“I bring you good tidings”, al-Qaeda’s third-in-command Said al-Masri said in a macabre speech that was released online four weeks after a Hellfire missile blew his body apart near Pakistan’s Miramshah on 21 May, 2010. “Last February’s India operation was against a Jewish locale in the west of the Indian capital [sic., throughout], in the area of the German bakeries—a fact that the enemy tried to hide—and close to 20 Jews were killed”.
Now, four years on, that disembodied, incoherent boast has turned out to be prophecy.
Early on Thursday morning, Indian time, fugitive al-Qaeda commander Ayman al-Zawahari announced the formation of a new wing of the feared terrorist group dedicated to waging jihad in the Indian subcontinent.
In the videotape—the first released by the al-Qaeda chief since August 2013—al-Zawaheri promises that al-Qaeda will now expand its operations throughout the region: “Our brothers in Burma, Kashmir, Islamabad, Bangladesh”, he says, “we did not forget you in AQ and will liberate you form injustice and oppression”. The new branch, he says is in particular “a message that we did not forget you, our Muslim brothers in India”.

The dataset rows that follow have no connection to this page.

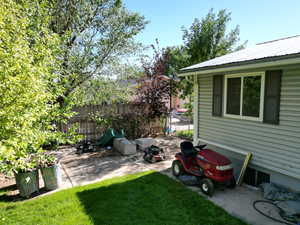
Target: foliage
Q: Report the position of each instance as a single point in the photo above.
(188, 134)
(27, 50)
(103, 90)
(205, 39)
(133, 123)
(113, 201)
(95, 34)
(45, 159)
(154, 88)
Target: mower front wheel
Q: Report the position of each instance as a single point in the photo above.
(207, 186)
(177, 168)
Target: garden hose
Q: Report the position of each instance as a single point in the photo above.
(289, 220)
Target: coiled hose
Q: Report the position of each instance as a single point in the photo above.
(289, 220)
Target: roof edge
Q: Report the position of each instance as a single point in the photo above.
(250, 64)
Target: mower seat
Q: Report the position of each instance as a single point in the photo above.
(187, 148)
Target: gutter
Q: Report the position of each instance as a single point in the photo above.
(246, 65)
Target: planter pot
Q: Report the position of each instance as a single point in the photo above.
(27, 183)
(51, 176)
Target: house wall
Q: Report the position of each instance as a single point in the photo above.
(275, 148)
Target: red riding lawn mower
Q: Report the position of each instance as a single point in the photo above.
(208, 166)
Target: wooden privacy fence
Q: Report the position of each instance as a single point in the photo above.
(90, 130)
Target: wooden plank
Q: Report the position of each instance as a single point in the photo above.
(243, 170)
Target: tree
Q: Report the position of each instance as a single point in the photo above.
(205, 39)
(27, 59)
(208, 38)
(95, 33)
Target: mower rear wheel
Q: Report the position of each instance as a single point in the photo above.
(207, 186)
(177, 168)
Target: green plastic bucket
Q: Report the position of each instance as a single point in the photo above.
(27, 183)
(51, 176)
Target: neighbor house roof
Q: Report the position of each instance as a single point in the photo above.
(281, 49)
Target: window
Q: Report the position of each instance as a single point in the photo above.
(244, 94)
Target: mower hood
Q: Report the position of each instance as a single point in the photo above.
(214, 157)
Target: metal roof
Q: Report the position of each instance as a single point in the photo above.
(266, 50)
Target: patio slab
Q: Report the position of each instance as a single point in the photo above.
(93, 167)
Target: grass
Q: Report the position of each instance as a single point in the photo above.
(143, 198)
(188, 134)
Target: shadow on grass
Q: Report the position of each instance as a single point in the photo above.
(150, 199)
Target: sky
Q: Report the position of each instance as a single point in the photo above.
(259, 20)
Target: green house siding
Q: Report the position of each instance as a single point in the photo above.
(274, 147)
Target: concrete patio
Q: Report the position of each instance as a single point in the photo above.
(93, 167)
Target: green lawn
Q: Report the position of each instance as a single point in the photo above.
(143, 198)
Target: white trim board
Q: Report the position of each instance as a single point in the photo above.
(262, 94)
(282, 62)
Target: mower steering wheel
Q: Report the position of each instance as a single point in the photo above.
(200, 146)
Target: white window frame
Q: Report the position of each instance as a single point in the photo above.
(262, 94)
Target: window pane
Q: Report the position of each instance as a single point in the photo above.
(251, 96)
(233, 95)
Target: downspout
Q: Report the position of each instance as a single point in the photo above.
(196, 110)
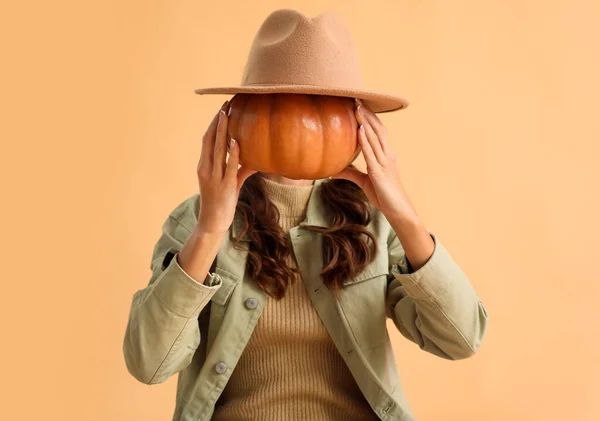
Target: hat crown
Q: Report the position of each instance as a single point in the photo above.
(293, 49)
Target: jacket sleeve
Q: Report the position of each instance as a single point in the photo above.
(162, 332)
(435, 306)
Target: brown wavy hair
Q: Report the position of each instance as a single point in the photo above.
(346, 251)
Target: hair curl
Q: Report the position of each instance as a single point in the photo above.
(346, 252)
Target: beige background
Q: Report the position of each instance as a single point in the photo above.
(101, 135)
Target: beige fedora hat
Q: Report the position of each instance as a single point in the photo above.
(294, 53)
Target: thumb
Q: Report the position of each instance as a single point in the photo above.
(243, 174)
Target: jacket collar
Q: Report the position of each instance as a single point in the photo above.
(315, 212)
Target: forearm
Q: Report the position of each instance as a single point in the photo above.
(414, 238)
(198, 253)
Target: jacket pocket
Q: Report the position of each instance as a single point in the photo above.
(229, 282)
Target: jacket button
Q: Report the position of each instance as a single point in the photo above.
(221, 367)
(251, 303)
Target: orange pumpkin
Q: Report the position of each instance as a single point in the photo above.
(298, 136)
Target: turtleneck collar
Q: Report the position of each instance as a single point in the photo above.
(290, 199)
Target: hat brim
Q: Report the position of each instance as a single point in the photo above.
(376, 101)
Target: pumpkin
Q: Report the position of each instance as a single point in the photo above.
(299, 136)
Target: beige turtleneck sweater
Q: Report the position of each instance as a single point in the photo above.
(290, 369)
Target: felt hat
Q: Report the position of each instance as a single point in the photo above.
(294, 53)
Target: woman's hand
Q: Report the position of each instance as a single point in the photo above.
(382, 184)
(219, 179)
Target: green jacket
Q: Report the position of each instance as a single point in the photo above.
(198, 331)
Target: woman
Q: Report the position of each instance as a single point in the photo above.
(267, 297)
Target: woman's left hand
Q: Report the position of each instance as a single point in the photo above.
(382, 184)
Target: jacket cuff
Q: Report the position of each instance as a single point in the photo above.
(181, 293)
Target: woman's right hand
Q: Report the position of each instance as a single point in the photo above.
(219, 179)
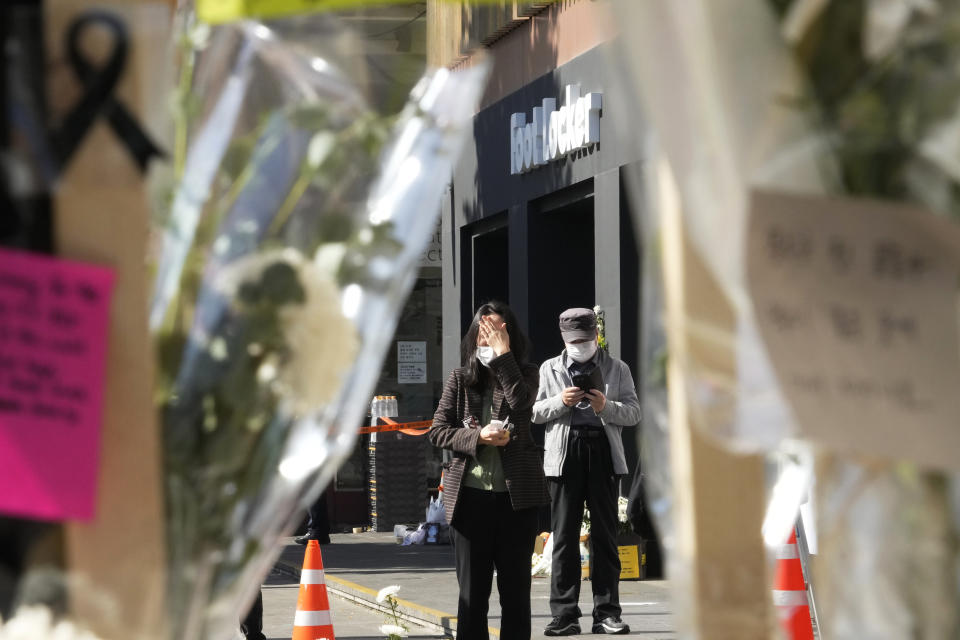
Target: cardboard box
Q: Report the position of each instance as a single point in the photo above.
(633, 559)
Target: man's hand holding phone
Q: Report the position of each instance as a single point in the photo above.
(571, 396)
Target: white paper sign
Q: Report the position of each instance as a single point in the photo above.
(411, 351)
(411, 372)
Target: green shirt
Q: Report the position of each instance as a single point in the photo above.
(485, 472)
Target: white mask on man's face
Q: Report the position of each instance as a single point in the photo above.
(582, 351)
(485, 355)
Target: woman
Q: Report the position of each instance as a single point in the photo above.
(495, 483)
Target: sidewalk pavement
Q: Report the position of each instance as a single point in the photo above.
(358, 565)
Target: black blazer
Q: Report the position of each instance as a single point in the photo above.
(514, 392)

He says al-Qaeda in the Indian Subcontinent, or AQIS, “break all borders created by Britain in India”, and called on all Muslims in the region to “unite under the credo of the one god”.

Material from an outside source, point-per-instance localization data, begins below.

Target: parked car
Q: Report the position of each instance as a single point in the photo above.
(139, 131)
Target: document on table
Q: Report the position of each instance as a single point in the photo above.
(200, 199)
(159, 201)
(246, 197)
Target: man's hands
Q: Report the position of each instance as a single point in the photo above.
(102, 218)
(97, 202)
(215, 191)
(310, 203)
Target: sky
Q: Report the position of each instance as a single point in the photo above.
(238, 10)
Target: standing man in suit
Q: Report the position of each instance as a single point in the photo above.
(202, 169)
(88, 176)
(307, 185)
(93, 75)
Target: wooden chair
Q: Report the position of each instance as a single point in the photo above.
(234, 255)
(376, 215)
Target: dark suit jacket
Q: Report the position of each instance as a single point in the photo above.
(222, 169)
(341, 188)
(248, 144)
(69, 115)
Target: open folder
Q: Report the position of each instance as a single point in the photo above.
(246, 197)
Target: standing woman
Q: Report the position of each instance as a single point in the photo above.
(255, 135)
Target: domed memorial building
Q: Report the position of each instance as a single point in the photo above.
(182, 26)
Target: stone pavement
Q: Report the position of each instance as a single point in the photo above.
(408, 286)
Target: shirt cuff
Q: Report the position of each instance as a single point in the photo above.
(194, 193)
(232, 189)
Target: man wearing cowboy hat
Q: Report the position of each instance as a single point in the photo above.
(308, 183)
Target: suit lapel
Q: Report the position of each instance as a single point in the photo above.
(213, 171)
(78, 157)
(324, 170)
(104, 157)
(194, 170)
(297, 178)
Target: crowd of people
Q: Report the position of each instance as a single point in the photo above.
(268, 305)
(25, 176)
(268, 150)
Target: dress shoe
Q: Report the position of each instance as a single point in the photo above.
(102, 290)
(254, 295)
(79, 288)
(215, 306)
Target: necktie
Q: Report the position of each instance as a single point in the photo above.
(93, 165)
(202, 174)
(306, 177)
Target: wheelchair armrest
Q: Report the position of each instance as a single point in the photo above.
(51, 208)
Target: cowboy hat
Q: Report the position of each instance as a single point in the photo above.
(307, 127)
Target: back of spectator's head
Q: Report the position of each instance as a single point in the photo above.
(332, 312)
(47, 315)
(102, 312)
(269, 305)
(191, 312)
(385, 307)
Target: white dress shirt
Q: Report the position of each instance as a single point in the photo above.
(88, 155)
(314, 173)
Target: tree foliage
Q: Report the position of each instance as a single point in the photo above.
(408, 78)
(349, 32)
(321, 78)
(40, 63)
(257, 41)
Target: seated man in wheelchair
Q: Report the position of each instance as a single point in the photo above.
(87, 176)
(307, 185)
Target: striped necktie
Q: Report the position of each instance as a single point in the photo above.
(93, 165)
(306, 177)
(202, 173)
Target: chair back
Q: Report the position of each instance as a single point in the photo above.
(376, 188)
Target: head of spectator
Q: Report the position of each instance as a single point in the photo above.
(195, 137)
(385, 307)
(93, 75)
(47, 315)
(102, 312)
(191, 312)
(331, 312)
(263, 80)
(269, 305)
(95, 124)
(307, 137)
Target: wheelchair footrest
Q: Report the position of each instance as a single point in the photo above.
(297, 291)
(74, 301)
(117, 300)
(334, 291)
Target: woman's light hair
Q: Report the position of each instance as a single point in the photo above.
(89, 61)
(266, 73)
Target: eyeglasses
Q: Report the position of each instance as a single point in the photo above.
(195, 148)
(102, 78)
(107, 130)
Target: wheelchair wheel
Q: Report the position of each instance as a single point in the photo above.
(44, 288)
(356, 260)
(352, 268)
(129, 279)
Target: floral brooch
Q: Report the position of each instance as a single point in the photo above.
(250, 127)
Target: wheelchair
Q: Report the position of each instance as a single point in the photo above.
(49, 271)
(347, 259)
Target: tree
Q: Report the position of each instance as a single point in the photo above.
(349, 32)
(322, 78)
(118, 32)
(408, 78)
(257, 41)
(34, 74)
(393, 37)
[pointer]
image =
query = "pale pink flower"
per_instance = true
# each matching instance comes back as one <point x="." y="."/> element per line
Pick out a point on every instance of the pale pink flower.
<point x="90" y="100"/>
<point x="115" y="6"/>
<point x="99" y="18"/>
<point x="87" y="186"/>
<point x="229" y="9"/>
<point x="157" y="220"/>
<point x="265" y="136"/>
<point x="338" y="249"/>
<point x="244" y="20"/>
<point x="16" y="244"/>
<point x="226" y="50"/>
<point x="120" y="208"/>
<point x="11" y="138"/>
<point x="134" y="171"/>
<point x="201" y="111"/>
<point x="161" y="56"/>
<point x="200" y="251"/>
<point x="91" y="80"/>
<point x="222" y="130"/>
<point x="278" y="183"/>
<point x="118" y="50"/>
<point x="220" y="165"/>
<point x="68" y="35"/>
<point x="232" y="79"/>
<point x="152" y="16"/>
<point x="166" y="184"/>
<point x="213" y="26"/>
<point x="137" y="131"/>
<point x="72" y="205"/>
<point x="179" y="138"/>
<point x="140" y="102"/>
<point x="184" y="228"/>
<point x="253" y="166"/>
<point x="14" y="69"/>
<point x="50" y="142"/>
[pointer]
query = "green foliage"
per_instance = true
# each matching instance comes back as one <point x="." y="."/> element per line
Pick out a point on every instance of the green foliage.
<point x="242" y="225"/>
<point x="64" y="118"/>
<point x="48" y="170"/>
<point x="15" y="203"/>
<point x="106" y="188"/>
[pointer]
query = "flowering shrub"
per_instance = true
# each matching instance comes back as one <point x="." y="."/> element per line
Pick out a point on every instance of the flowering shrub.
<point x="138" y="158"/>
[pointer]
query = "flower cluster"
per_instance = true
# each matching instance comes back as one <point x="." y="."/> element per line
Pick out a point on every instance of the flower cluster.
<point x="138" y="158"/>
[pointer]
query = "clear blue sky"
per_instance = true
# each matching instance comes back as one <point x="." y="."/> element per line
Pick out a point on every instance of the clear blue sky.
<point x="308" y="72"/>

The new organisation, named the Jamaat Qaidat al-jihad fi’shibhi al-qarrat al-Hindiya, or Organisation of The Base of Jihad in the Indian Sub-Continent, also released online manifestos written by al-Zawahiri, spokesperson Usama Mahmoud, and organisational chief Asim Umar.
Little information is available on the men who lead the new organisation, but both are believed to be Pakistani nationals serving with al-Qaeda’s command in that country. Umar has issued several manifestos and articles on al-Qaeda platforms, critiquing democracy and calling for armed jihad.

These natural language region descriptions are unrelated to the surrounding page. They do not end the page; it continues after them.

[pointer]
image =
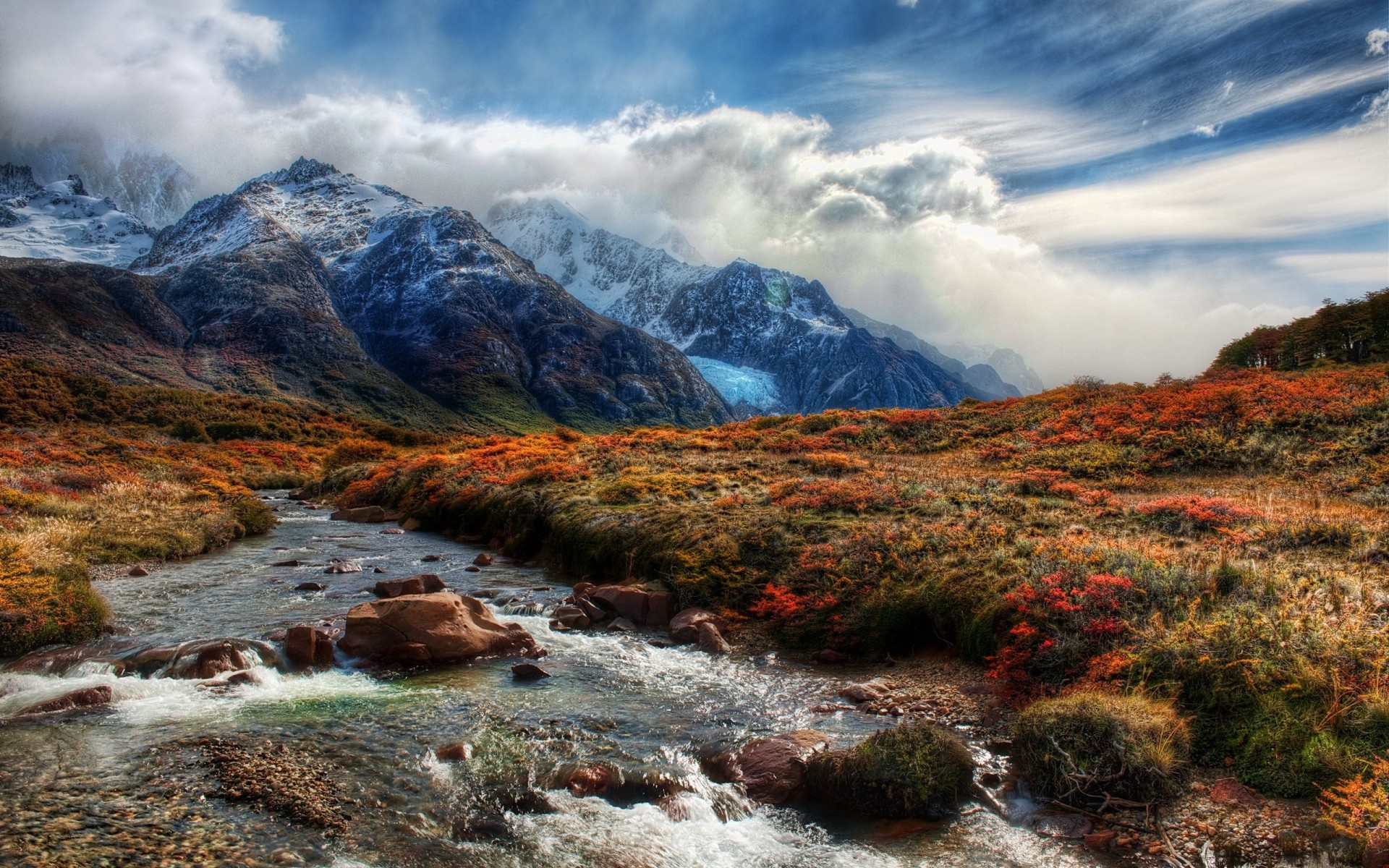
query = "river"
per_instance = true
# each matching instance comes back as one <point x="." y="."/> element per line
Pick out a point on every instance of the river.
<point x="128" y="786"/>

Last year, Umar issued an appeal directed at Indian Muslims: “You who have ruled India for eight hundred years, you who lit the flame of the one true God in the darkness of polytheism: how can you remain in your slumber when the Muslims of the world are awakening?” the al-Qaeda ideologue Asim Umar asked India’s Muslims last summer.
“If the youth of the Muslim world have joined the battlefields with the slogan ‘Shari’a or Martyrdom,’ and put their lives at stake to establish the Caliphate, how can you lag behind them? Why is there no storm in your ocean,” Mr. Umar demanded to know.
Experts note that the formation of AQIS comes at a time the organisation has seen significant reverses in West Asia, with the Dawlah Islamiyyah, or Islamic State, displacing its forces in large swathes of Syria and Iraq. The declaration of a Caliphate by the Islamic State was intended to signal that it now claims leadership position of the global jihadist movement—a position long held by al-Qaeda. Al-Qaeda has also suffered losses in funding and legitimacy among financial backers of the global jihad, who now see the Islamic State as a more credible organisation.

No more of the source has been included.